Thursday, August 13, 2009

New polling on Social Security reform

The National Academy of Social Insurance released a new poll on Social Security reform, conducted in conjunction with the Rockefeller Foundation. The main takeaway from the poll is that people place a lot of value on Social Security and they'd be willing to pay higher taxes in order to keep benefits flowing (although, as it turns out, they'd much rather have other people pay higher taxes.) While I have some criticisms, which I'll discuss below, overall this is well worth checking out.

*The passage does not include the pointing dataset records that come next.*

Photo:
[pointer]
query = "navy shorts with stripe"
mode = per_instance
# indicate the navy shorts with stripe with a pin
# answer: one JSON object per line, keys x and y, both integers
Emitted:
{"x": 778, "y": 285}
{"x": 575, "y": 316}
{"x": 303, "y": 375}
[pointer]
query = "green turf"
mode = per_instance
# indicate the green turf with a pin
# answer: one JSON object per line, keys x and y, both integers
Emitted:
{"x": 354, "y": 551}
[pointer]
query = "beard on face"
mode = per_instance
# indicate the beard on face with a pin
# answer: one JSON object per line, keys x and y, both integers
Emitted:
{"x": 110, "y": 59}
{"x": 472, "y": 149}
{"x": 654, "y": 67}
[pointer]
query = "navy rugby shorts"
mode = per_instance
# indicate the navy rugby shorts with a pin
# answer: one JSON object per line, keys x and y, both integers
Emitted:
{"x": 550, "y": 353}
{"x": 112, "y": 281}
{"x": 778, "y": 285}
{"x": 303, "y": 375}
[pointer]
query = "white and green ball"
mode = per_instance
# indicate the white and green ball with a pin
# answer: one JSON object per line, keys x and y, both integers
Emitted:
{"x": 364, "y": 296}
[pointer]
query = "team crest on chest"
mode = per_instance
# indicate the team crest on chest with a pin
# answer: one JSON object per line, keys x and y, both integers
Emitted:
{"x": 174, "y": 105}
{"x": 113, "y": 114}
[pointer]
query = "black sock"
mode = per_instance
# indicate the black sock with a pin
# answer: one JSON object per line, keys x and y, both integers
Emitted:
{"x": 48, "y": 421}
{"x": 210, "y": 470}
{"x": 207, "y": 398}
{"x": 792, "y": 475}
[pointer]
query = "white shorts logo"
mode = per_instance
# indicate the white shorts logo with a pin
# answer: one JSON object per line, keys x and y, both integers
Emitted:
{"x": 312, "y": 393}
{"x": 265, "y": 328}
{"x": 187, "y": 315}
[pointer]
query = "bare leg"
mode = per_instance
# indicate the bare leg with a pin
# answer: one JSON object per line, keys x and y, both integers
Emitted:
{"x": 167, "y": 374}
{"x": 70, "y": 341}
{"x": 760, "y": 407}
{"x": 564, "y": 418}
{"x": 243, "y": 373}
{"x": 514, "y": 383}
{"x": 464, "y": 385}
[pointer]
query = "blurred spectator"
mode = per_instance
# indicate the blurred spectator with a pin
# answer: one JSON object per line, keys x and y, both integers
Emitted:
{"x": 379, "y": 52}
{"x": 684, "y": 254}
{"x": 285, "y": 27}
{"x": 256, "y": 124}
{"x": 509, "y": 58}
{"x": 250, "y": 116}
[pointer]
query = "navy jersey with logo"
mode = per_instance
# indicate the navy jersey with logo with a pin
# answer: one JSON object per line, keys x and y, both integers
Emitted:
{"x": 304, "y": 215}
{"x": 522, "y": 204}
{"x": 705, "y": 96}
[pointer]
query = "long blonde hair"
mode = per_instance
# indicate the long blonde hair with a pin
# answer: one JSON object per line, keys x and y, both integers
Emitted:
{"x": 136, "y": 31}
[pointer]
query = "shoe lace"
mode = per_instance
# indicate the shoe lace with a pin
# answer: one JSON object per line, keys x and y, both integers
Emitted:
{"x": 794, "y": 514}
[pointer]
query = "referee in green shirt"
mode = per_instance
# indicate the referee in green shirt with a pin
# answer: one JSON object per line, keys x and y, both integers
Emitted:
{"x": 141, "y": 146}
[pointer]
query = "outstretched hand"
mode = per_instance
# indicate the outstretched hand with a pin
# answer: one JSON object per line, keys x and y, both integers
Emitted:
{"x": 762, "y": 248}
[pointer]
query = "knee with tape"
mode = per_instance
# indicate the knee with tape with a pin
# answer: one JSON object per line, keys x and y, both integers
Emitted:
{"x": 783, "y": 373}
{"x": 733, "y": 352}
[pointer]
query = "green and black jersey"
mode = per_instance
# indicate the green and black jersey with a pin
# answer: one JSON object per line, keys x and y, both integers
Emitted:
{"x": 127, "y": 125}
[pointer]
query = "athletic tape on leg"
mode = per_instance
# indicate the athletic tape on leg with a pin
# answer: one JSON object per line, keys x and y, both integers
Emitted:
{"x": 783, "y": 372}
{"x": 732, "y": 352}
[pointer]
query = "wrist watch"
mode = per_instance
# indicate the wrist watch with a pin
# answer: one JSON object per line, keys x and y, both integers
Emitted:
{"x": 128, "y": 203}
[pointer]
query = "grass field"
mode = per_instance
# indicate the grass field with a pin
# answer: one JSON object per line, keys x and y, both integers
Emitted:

I became involved with polling on Social Security while I was at the Cato Institute, as well as some focus group work since then, and came to the conclusion there are two general varieties: polls performed for public consumption, designed to shift public opinion through their reporting of, well, public opinion; and polls designed as tools for better understanding the strengths and weaknesses of your own positions. Cato conducted a number of polls that highlighted public support for personal accounts and these polls generated good press. As time went on, however, I became more interested in testing this position. So, for instance, we added questions asking people who did not support accounts why they felt as they did. I also found that a number of arguments that were attractive from a philosophical perspective – for instance, that personal accounts gave you personal ownership while the current system did not – weren't particularly effective with people who didn't already agree with us.*

In any case, I suspect that the NASI poll lies in the former rather than the latter category of polls. I don't find it hard to believe that many folks would rather pay higher taxes for Social Security than receive lower benefits, and I find it very easy to believe that they'd rather have other people pay higher taxes than receive lower benefits themselves. (For instance, even delayed payroll tax rate increases, which would affect everyone, are favored much less than current tax increases on high earners.) But I'm not sure that true public opinion is nearly as cut-and-dried as the NASI poll seems to show.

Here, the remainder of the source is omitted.